Since Edit/Agent may or may not work depending on the model, Tab completion and Chat are currently Continue.dev's main battlegrounds. Even so, I think there's a solid division of roles: use Continue.dev's Tab completion for a rhythmic day-to-day coding workflow, and hand off substantial tasks and refactoring to Claude Code. Being able to ask quick questions in Continue.dev's Chat from the sidebar without switching to a terminal is also convenient.

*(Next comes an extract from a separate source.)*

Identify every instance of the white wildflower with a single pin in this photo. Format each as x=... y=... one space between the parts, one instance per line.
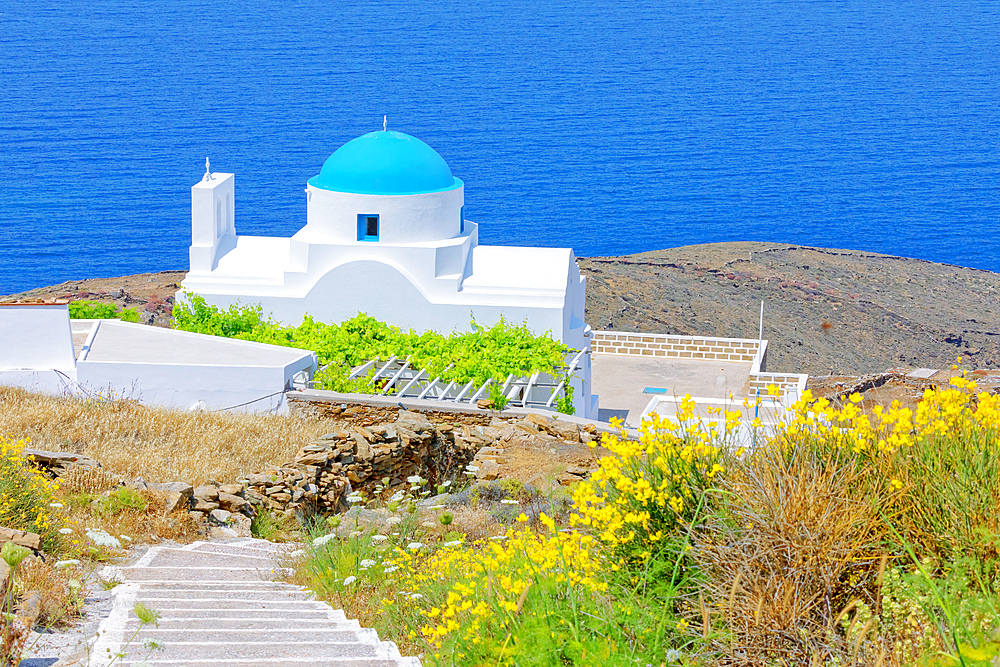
x=320 y=541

Since both connect to Ollama on DGX Spark, the machine and models can be shared. The review article by Continue.dev's developers also notes that "being able to handle both development work and AI model inference on a single machine changes how you think about your workflow." It's an interesting perspective — using it as an everyday development machine rather than an inference-dedicated appliance.

Summary

Based on NVIDIA's official Vibe Coding Playbook, I built a local code completion environment connecting from VS Code + Continue.dev on MacBook Pro to Ollama on DGX Spark via Tailscale VPN.

Tab completion felt like "Copilot from a year ago" — fully practical for routine coding. Response latency was barely noticeable even over Tailscale VPN, comfortably clearing the sub-500ms target the Playbook aims for. Chat, thanks to Qwen3-Coder-Next, was fast and generated TypeScript code correctly. Edit and Agent sometimes work and sometimes break, and aren't stable yet.

If Claude Code is an agent-type "delegate to AI and wait," then Continue.dev is a completion-type "write yourself while receiving assistance." Edit/Agent should become usable as local LLM structured output matures a bit more — the pace of model evolution makes me optimistic about the near future.

That said, Tab completion alone makes everyday coding considerably more comfortable, so I hope this serves as a useful reference for anyone who wants to try the same setup.